Hybrids of a genetically engineered antibody and a carbon nanotube transistor for detection of prostate cancer biomarkers

Abstract

We developed a novel detection method for osteopontin (OPN), a new biomarker for prostate cancer, by attaching a genetically engineered single-chain variable fragment (scFv) protein with high binding affinity for OPN to a carbon nanotube field-effect transistor (NT-FET). Chemical functionalization using diazonium salts is used to covalently attach scFv to NT-FETs, as confirmed by atomic force microscopy, while preserving the activity of the biological binding site for OPN. Electron transport measurements indicate that functionalized NT-FET may be used to detect the binding of OPN to the complementary scFv protein. A concentration-dependent increase in the source-drain current is observed in the regime of clinical significance, with a detection limit of approximately 30 fM. The scFv-NT hybrid devices exhibit selectivity for OPN over other control proteins. These devices respond to the presence of OPN in a background of concentrated bovine serum albumin, without loss of signal. On the basis of these observations, the detection mechanism is attributed to changes in scattering at scFv protein-occupied defect sites on the carbon nanotube sidewall. The functionalization procedure described here is expected to be generalizable to any antibody containing an accessible amine group and to result in biosensors appropriate for detection of corresponding complementary proteins at fM concentrations.

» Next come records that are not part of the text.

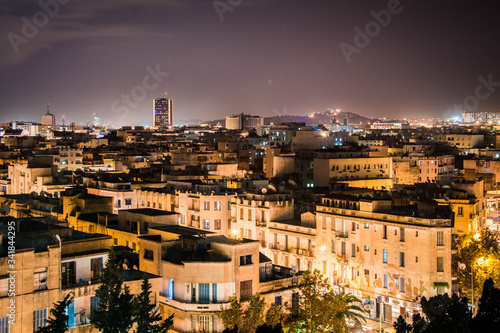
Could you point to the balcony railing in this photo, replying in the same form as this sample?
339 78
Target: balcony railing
342 234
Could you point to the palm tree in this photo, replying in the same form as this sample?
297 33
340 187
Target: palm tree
348 311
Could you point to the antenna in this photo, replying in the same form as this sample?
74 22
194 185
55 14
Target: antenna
4 210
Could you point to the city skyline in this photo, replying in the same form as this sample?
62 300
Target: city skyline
377 58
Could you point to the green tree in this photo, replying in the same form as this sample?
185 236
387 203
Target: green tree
274 315
401 326
487 318
319 309
146 318
58 321
114 312
446 314
253 315
233 316
246 320
477 259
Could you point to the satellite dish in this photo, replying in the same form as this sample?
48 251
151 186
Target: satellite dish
5 210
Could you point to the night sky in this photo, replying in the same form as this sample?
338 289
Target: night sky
264 57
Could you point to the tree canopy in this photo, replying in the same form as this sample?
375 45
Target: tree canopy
319 309
114 312
148 321
477 259
58 321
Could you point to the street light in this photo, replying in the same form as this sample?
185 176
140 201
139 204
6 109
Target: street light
59 264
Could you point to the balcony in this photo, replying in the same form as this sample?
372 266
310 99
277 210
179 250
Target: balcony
261 224
341 234
193 306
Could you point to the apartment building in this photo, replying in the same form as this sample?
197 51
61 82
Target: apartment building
361 168
418 168
205 207
388 252
202 271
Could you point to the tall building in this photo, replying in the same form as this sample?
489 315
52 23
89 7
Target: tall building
48 118
242 121
162 112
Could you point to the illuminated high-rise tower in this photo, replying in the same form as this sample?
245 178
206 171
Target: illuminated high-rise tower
48 118
162 112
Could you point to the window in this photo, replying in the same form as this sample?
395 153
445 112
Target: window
4 285
4 324
204 293
94 305
440 236
96 268
40 279
295 301
214 292
246 260
148 254
246 289
440 264
171 293
39 318
204 323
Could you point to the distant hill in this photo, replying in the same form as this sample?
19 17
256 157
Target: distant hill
353 119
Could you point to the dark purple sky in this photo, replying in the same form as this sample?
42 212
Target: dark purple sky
265 57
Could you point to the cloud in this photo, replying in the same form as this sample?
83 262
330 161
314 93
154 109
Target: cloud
74 21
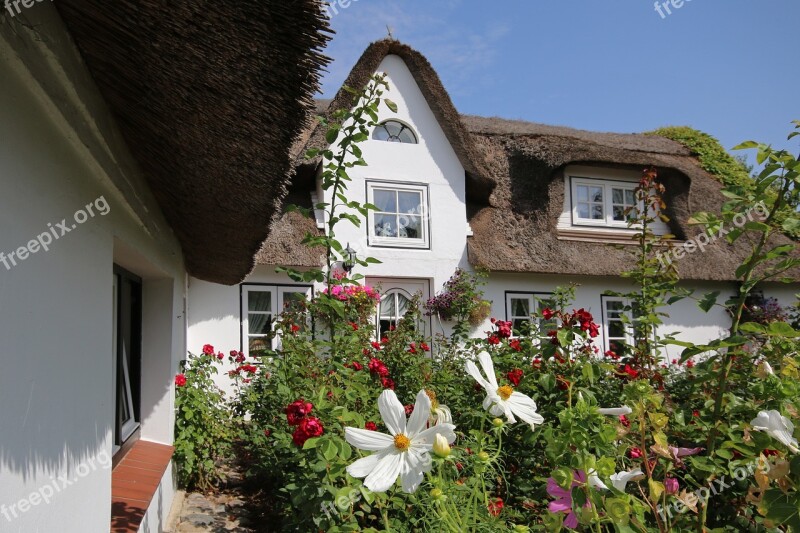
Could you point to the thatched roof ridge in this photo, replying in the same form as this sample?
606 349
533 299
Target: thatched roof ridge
209 97
528 160
479 181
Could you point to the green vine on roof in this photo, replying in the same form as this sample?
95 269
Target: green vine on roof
731 172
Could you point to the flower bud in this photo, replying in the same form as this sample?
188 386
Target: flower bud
440 446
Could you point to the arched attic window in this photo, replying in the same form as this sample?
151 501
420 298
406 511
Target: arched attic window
394 131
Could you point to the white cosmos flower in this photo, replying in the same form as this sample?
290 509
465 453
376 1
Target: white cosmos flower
405 452
503 400
776 426
621 479
615 411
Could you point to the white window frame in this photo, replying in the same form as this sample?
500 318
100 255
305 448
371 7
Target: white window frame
607 185
534 299
278 301
399 242
628 324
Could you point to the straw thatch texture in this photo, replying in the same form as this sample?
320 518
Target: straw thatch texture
209 97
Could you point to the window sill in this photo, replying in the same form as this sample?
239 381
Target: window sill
134 482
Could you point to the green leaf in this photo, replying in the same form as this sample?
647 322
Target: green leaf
391 105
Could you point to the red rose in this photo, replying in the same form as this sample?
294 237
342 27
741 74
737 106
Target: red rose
308 428
495 506
515 376
297 411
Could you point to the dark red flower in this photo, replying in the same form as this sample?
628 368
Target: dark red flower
297 411
308 428
495 506
515 376
377 367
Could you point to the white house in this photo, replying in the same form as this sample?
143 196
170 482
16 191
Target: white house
535 205
132 149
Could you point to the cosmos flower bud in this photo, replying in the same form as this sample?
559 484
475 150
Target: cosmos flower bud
440 446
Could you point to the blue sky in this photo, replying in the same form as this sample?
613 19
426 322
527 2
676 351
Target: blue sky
730 68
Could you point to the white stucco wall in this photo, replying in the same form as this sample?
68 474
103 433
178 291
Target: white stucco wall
59 152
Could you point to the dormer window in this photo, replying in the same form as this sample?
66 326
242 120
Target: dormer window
394 131
603 202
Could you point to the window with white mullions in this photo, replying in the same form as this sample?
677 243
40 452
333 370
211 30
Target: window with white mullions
520 307
400 218
261 305
603 202
394 131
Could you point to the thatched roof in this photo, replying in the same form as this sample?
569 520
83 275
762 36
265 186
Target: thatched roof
517 233
479 183
209 97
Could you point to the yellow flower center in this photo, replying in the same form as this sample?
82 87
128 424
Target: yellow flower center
401 442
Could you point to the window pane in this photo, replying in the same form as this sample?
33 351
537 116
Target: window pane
616 329
407 136
294 301
410 227
410 202
259 301
257 344
386 201
520 307
385 226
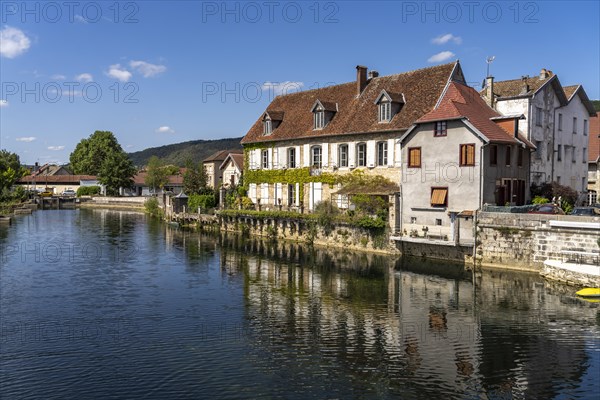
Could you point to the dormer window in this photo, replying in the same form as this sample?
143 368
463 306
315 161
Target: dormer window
271 120
388 105
323 112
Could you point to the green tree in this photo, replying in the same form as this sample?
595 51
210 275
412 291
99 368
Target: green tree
102 155
194 178
156 176
10 170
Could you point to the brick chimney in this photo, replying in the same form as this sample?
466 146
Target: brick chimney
489 90
361 79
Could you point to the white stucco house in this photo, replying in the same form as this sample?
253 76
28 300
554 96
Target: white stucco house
556 122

Figure 1. Functionalization scheme for OPN attachment

First, sp3 hybridized sites are created on the nanotube sidewall by incubation in a diazonium salt solution. The carboxylic acid group is then activated by EDC and stabilized with NHS. ScFv antibody displaces the NHS and forms an amide bond (surface amine-rich lysine residues responsible for this bond are depicted in red), and OPN binds preferentially to the scFv in the detection step. The OPN epitope is shown in yellow, and the C-and N-terminuses are in orange and green respectively.

Figure 2

a) AFM image of scFv antibodies covalently bound to carbon nanotubes, with a typical density of 4–5 attachment sites per micrometer of nanotube length. Scale bar is 1 μm. Height scale is 7 nm. b) Histogram of the heights of the white features bound to the nanotube in Fig 2a shows a maximum at ~ 2.5 nm, consistent with the expected height of scFv antibodies. Secondary maxima at 5 nm and 7.5 nm are attributed to small aggregates of scFv antibodies. The total number of features analyzed is 180.

Figure 3

a) I–V_g characteristics for a single device after successive functionalization steps. Exposure to OPN at a concentration of 30 ng/mL (912 pM) caused the ON state current to increase from 29 nA (green curve) to 37 nA (orange curve), an increase of 27%. b) Similar data for exposure to OPN at a concentration of 10 pg/mL (304 fM). The ON state current increases from 276 nA to 307 nA, an increase of 11%.

Figure 4

Measured sensor responses over a wide range of concentrations of osteopontin (OPN). The solid line is a fit using a modified Hill-Langmuir expression that includes an offset response of 4% due to the buffer itself (see main text). A clear signal is still present at OPN concentrations of 1 pg/mL.

Figure 5

Summary of data from control experiments. Devices exposed to neat PBS buffer showed a response of +4%. Exposure to bovine serum albumin (BSA) at 450 ng/mL gave a null response. Devices prepared with the anti-HER2 scFv antibody in place of anti- OPN scFv and exposed to 90 ng/mL OPN also gave a null response. (Inset) Devices prepared with anti-OPN scFv antibodies and exposed to a mixture of 90 ng/mL OPN and 450 ng/mL BSA background protein gave a response identical to that expected for 90 ng/mL OPN in plain buffer.